No obstante, los Guardias Suizos se mostraban de acuerdo en que la valiente decisión del camarlengo de contar al mundo la verdad, para luego proporcionar a la prensa pruebas gráficas de la traición de los Illuminati, había sido una sabia maniobra. Los Illuminati debían de haber supuesto que el Vaticano actuaría con su habitual reticencia a admitir la adversidad. Esta noche no. El camarlengo Carlo Ventresca había demostrado ser un enemigo a tener en cuenta.

···


En la Capilla Sixtina, el cardenal Mortati se estaba impacientando. Pasaban de las once y cuarto. Muchos cardenales continuaban rezando, pero otros se habían apretujado alrededor de la salida, claramente inquietos por la hora. Algunos empezaron a golpear la puerta con los puños.

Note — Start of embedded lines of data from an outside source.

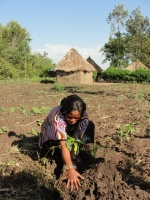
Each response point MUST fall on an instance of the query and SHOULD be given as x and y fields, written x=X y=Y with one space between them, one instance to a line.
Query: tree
x=138 y=31
x=117 y=20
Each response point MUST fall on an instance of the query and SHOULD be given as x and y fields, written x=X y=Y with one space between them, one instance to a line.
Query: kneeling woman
x=69 y=118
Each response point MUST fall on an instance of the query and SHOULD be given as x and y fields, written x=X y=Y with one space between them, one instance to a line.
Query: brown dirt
x=120 y=168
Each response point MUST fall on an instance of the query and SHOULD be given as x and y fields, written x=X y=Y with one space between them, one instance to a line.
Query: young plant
x=58 y=87
x=126 y=131
x=3 y=130
x=73 y=144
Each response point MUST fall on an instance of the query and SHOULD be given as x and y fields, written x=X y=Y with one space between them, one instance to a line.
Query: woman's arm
x=73 y=175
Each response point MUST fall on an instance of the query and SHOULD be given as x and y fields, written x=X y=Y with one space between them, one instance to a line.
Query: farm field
x=116 y=166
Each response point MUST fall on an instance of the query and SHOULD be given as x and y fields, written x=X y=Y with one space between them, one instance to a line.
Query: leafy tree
x=138 y=31
x=16 y=57
x=117 y=20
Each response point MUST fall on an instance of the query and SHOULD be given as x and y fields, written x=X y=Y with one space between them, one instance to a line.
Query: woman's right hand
x=73 y=179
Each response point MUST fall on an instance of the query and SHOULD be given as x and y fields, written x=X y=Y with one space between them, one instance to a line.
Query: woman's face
x=73 y=117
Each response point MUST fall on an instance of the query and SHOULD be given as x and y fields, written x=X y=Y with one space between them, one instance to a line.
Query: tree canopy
x=16 y=60
x=129 y=38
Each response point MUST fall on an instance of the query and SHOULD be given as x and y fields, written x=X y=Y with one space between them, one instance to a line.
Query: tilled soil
x=116 y=166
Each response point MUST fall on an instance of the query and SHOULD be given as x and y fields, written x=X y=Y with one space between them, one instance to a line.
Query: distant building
x=136 y=65
x=97 y=68
x=72 y=68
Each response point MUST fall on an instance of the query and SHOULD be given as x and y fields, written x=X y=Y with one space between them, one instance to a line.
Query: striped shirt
x=55 y=127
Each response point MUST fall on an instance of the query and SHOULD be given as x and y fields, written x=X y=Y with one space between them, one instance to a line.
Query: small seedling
x=3 y=130
x=58 y=87
x=94 y=150
x=39 y=122
x=33 y=132
x=126 y=131
x=73 y=144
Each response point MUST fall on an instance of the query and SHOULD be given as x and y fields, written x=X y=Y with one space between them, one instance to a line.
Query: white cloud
x=57 y=52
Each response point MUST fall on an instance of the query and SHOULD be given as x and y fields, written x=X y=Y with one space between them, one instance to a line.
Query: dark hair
x=73 y=102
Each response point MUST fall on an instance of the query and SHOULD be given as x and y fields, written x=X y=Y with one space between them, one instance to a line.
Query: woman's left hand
x=73 y=179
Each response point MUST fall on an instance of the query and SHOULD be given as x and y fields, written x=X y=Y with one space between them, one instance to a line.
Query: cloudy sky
x=56 y=26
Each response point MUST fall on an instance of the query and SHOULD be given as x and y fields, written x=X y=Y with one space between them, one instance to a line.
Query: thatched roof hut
x=97 y=68
x=136 y=65
x=73 y=68
x=93 y=63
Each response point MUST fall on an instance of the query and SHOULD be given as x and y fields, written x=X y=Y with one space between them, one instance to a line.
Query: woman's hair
x=73 y=102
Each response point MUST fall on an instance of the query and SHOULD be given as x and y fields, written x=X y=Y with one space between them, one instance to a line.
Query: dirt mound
x=116 y=166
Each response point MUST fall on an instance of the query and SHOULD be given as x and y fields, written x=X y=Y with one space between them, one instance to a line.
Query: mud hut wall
x=74 y=77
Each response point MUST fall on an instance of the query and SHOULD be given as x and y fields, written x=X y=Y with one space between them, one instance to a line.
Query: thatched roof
x=136 y=65
x=73 y=62
x=98 y=69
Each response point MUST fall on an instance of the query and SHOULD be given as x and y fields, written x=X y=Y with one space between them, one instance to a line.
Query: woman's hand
x=73 y=179
x=72 y=174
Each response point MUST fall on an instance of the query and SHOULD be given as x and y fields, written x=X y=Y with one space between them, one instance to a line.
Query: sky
x=56 y=26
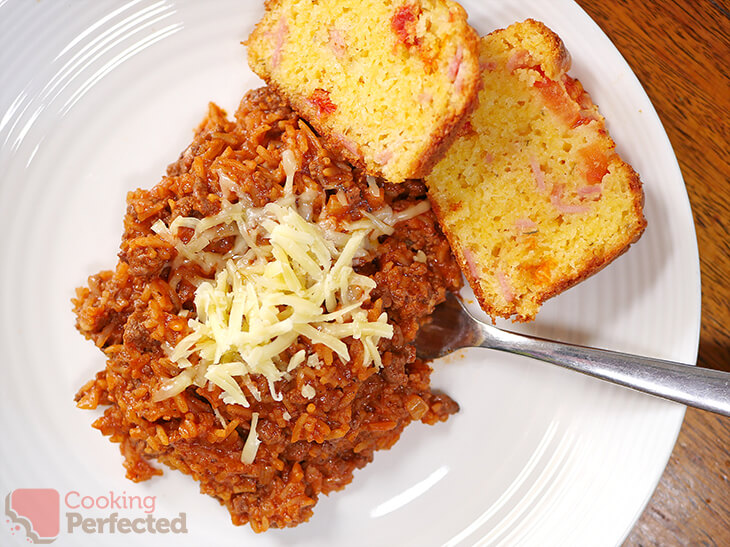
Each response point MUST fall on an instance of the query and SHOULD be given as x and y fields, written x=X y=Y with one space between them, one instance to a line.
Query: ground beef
x=308 y=446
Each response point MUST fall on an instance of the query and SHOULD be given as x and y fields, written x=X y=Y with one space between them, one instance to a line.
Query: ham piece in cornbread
x=386 y=84
x=533 y=196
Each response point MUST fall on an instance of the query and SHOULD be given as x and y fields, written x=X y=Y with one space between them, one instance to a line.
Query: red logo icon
x=37 y=510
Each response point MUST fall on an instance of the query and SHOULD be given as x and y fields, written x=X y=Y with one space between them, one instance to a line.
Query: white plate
x=96 y=99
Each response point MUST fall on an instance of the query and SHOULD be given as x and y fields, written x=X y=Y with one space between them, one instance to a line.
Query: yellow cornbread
x=532 y=196
x=386 y=83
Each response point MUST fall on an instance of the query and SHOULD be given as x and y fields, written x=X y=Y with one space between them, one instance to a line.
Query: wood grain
x=680 y=51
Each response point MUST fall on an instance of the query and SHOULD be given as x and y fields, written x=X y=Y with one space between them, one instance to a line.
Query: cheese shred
x=287 y=279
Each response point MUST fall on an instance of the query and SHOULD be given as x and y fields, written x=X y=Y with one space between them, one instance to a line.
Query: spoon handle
x=698 y=387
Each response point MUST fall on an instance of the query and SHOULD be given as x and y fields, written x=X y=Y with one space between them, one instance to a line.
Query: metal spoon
x=452 y=327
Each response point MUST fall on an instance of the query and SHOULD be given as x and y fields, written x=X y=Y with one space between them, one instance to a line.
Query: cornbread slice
x=533 y=196
x=385 y=83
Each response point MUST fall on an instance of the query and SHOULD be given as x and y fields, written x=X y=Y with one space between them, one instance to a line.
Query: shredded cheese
x=287 y=277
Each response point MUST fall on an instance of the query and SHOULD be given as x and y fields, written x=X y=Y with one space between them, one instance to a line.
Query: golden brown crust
x=547 y=50
x=441 y=135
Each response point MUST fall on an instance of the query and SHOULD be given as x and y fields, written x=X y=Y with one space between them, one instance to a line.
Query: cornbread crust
x=533 y=197
x=334 y=121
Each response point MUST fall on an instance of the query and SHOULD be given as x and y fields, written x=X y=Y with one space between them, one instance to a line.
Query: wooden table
x=680 y=51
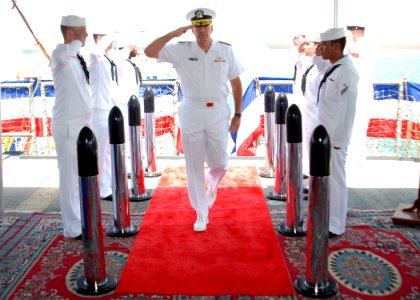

En el pasillo, el teniente Chartrand oyó los golpes, sin saber qué hacer. Consultó su reloj. Era la hora. El capitán Rocher le había dado órdenes estrictas de no dejar salir a los cardenales hasta que él lo dijera. Los golpes aumentaron de intensidad, y Chartrand experimentó una oleada de inquietud. Se preguntó si el capitán habría olvidado las circunstancias de los cardenales. El comportamiento del capitán había sido muy errático desde la misteriosa llamada telefónica.

Chartrand sacó el
walkie-talkie.

—¿Capitán? Soy Chartrand. Pasa de la hora. ¿Abro las puertas de la Capilla Sixtina?

—Las puertas han de seguir cerradas. Creo que ya le di esa orden.

—Sí, señor, pero es que...

—Nuestro invitado no tardará en llegar. Llévese unos cuantos hombres y vigile la puerta del despacho del Papa. El camarlengo no ha de salir.

—¿Perdón, señor?

—¿Qué es lo que no ha comprendido, teniente?

—Nada, señor. Ya voy.

En el despacho del Papa, el camarlengo contemplaba el fuego mientras meditaba.
Dame fuerzas, Señor. Haz un milagro.
Removió las brasas, y se preguntó si sobreviviría a esta noche.